Why I Gave Up Professional Football

(At one time John Mitchell captained Cardiff Corinthians, a leading amateur football team, and played professionally for Newport County and Barry Town.)

The existence of many and varied sporting activities is not peculiar to our age. According to ancient writers men have engaged in many forms of sport from the earliest periods of human history. Boxing and wrestling, for instance, were practised over 5000 years ago by the Sumerians of Mesopotamia and the Egyptians. A little nearer home, the “Tailtean Games” (the Irish equivalent of the Olympic Games) have been traced back to before 1800 B.C. The New Testament itself contains numerous allusions to athletic pursuits, with a view to illustrating the need of vigour and devotion in the Christian’s spiritual life, 1 Cor. 9. 24; 2 Tim. 2. 5; 4. 7; Heb. 12. 1, 2.

For those of us who have been seriously involved in sport, such pastimes have a great appeal. In my case I was very much taken up with association football, playing at both amateur and professional levels.

I was saved and baptized when I was about 19 years of age. At that time I was playing soccer on a semi-professional basis, and soon discovered that my outlook and ambitions as a Christian were very different from those of my football associates. I sought with God’s help to bear a testimony for the Lord as I played week by week. I remember clearly the manager of one professional team insisting that I read the Scriptures publicly to all my team-mates when we stayed at a particular hotel I I can still recall many conversations on spiritual matters which I had with one and another, although I do not know of anyone who was led to the Lord as a result of my witness.

I continued to play association football for some four years after my conversion. It was towards the end of this period that, in the providence of God, I first met a brother, not too many years my senior, who was to prove a real help to me. He opened up the Scriptures to me in a most impressive way and as a result of my association with him I soon came to see the need of some form of systematic Bible study and of serving the Lord in a more definite way than I had previously.

It was not long before I was faced with a very real conflict of interests. At the time I was still happy to play on a part-time professional basis. The crisis came at the commencement of one particular football season when I was called on to train and practise on two evenings a week, one of which coincided with the evening on which Bible teaching was given in the local church. I had been greatly encouraged to attend this meeting, and I had therefore to make a decision. For some time I tried to work out a compromise arrangement, but it soon became clear that I would be unable to continue satisfactorily with both interests. I am glad to say that wise counsel prevailed. I well remember being impressed by the truth of 1 Timothy 4. 15 on me, “Meditate upon these things; give thyself wholly to them that thy profiting may appear to all”. It was a matter of my deciding which was the more important to me coming to know the Lord better through His Word or pursuing a football career (and earning a little more money!). I was confronted with a choice which would, one way or the other, have far-reaching consequences for my spiritual life. I reached my decision; association football would have to go!

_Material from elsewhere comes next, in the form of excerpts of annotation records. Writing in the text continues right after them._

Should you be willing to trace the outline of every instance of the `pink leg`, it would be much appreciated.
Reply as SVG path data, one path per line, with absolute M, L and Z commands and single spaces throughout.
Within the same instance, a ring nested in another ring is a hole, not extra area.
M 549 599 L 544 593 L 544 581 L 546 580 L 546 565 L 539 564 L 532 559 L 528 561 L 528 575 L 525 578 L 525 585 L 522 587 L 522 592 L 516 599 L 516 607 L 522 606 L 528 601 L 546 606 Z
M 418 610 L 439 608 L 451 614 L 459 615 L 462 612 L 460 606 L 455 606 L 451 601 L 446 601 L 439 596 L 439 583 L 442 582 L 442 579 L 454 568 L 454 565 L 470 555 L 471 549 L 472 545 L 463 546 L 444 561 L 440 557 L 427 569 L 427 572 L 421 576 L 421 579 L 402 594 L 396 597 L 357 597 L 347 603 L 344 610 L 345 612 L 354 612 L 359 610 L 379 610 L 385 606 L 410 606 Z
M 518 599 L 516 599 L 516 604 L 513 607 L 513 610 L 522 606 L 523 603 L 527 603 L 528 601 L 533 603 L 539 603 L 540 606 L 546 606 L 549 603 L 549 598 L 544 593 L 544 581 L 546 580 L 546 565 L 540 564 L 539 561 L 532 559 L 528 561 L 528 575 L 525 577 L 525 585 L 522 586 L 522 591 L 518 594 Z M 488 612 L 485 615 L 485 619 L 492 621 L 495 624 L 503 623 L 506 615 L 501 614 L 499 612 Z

Since that time I have often marvelled at the words of Paul, “One thing I do”, Phil. 3. 13. For the apostle, a life lived for Christ was an all absorbing interest. Certainly that had not been the case with me up to the time of my decision. From that time on, the Scriptures and the service of the Lord have gradually become more and more important to me. With the continued encouragement of the brother mentioned earlier, I began to study God’s Word carefully, and have found this to be an ever increasing delight. My present attempts at football are now limited to the annual church outing.

Do I ever regret my decision? In all honesty I can say no. Apart from any consequential spiritual development, my general education has undoubtedly been furthered by the regular and consecutive study of Scripture. At the same time I have proved that the Lord is no man’s debtor—even in material things. The financial benefit I lost through relinquishing professional soccer He has more than fully made up to me. More especially I praise the Lord for His grace and goodness in revealing the wealth of His Word to me, and for giving me opportunities of sharing something of this great treasure with other believers. “Bodily exercise profiteth little: but godliness is profitable unto all things”, 1 Tim. 4. 8. One is reminded that, whereas it was no great problem for God to save His people from Egypt, it proved no easy matter to see them established in their own land. The same, alas, is often true of us today. It seems that we have little real ambition to earn for ourselves the commendation given to Caleb, that he “wholly” followed the Lord, Deut. 1. 36.

It is not for me to legislate for others we stand or fall to our “own master”, Rom. 14. 4. It may be, however, that some young readers facing a decision similar to that which I faced 20 years ago, would value a word of counsel and advice. I would earnestly encourage such to consider seriously the importance of having their priorities right. Put the Lord first; give Him your best! “Meditate upon these things; give thyself wholly to them”.